According to Leslie Miller, who is Unilever’s marketing director of ice cream North America, this means developing solutions for consumers’ growing fears about the environment, their personal health and the well-being of the larger community.

She explains in this week’s episode of FoodNavigator-USA’s Soup-To-Nuts Podcast​ that Unilever shares these fundamental concerns and is on a mission to make a true impact on people, communities and the planet. To do this, she says, Unilever is doubling-down on innovating purpose-driven brands and products that taste good, feel good and are a force for good.

Start with purpose

When it comes to innovation, whether it is a new product or brand, Unilever always starts with purpose, which is increasingly influencing consumers’ purchasing decisions, Miller said.

She explained that Unilever’s foods and refreshments team “is a really cool collective group of people who are trying really to offer products that taste good, feel good and really are a force for good, and it really reflects the importance of the things in the world today, like purpose and sustainability and nutrition. So that is really where we start all of our conversations on all our brands.”

She added that consumer desire to support brands with a purpose is no longer a concern among a fringe group of shoppers or early adopters, but it really has reached the masses – making it a value that innovators cannot ignore.

To ensure that Unilever’s and consumers’ definition of purpose align, Miller says the company is constantly talking with shoppers – a strategy that has helped it keep pace with evolving expectations and the competition.

“We are listening to our consumers every day and listening to what those new and innovative things are,”​ to make sure that Unilever’s “amazing wheelhouse of innovators, RD scientists and brands … work with the evolution of people’s preferences, people’s needs,”​ she said.

Based on these conversations with consumers as well as Unilever’s in-house expertise, Miller says that the company is focusing its innovation on three key areas: sustainability, health and community development. And, of course, flavor and fun.

Health & wellness moves beyond the individual to the community

Of these three, Miller sees the most potential to drive long-term growth by focusing on health and community development – both of which are at the foundation of Unilever’s newest better-for-you ice cream brand Culture Republick.

The young brand, which officially launched at Natural Products Expo West after a soft launch in select areas, offers consumers the indulgence of ice cream made from skim milk, but with a healthy dose of probiotics.

The brand not only supports the gut’s culture, but also community culture by donating 10% of its profits to the arts.

Culture Republick builds on the healthy foundation of probiotics with the addition of superfood ingredients that consumers want, but might not know how to enjoy, such as turmeric and chia.

The idea for the brand came in part from consumers, 75% of whom Miller said wanted brands that contribute to their well-being, which many define as their physical and mental health.

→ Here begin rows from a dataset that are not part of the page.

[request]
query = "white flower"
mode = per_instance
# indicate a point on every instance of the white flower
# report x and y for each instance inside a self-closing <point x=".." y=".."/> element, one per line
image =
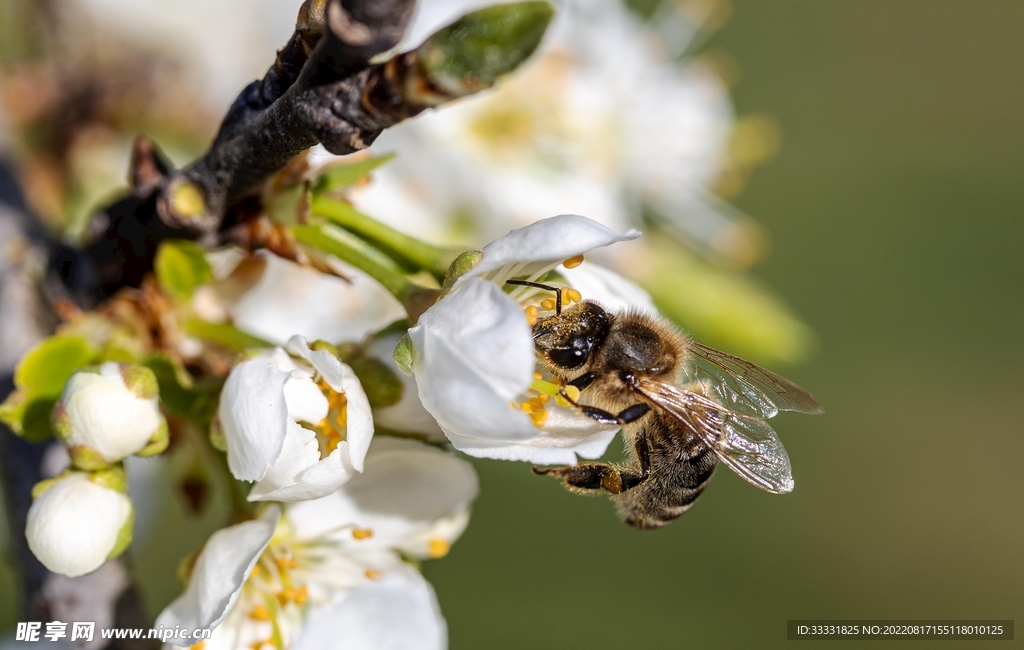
<point x="602" y="123"/>
<point x="397" y="612"/>
<point x="77" y="523"/>
<point x="473" y="353"/>
<point x="336" y="559"/>
<point x="408" y="415"/>
<point x="293" y="300"/>
<point x="109" y="413"/>
<point x="261" y="405"/>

Unilever is also promoting health and wellness through new innovations under its Sir Kensington’s line that showcased at Expo West, including vinaigrette and other condiments with non-GMO ingredients and other in-demand clean label claims.

Sustainability is woven into new products

Miller notes that brands focused on sustainability also have strong growth potential.

Indeed, recently published research from the Hartman Group found that consumer awareness of sustainability related to food and beverage has “grown leaps and bounds”​ in the past decade from about 56% in 2008 to 83% in 2017. Likewise, Hartman found that environmental and social concerns impact the purchasing decisions of more than a quarter of consumers and 22% say they have increased their sustainable purchasing this year.

With that in mind, Unilever is promoting the sustainability of its gelato brand Talenti and its tea brand Pukka.

“Talenti really stands for BPA-free and our pint-cycling program is really about how you take that jar and do more with it,”​ Miller said.

Unilever is doing more with what is inside those jars, too. At Expo West it debuted Talenti Layers, which have five distinct layers of gelato, sauces, flakes, chunks and chips for an indulgent and instagrammable experience, Miller said.  

At Natural Products Expo West, Unilever also launched two new products under its Ben & Jerry’s brand, which has long been recognized as a leader in sustainability and as a business with a purpose.

These include cookie dough bites, which will be sold in the frozen section and allow consumers to play with one of their favorite ice cream ingredients, and a new cookie dough core pint, Miller said.

Unilever’s new brand Growing Roots also focuses on improving sustainability, community and consumer health by offering organic, gluten-free and vegan snacks and giving 50% of its profits to urban agriculture.

These are just a few of the ways that Unilever is driving innovation and living its mission to offer products that taste good, feel good and are a force for good, said Miller, who assured there is much more coming from the company in terms of innovation.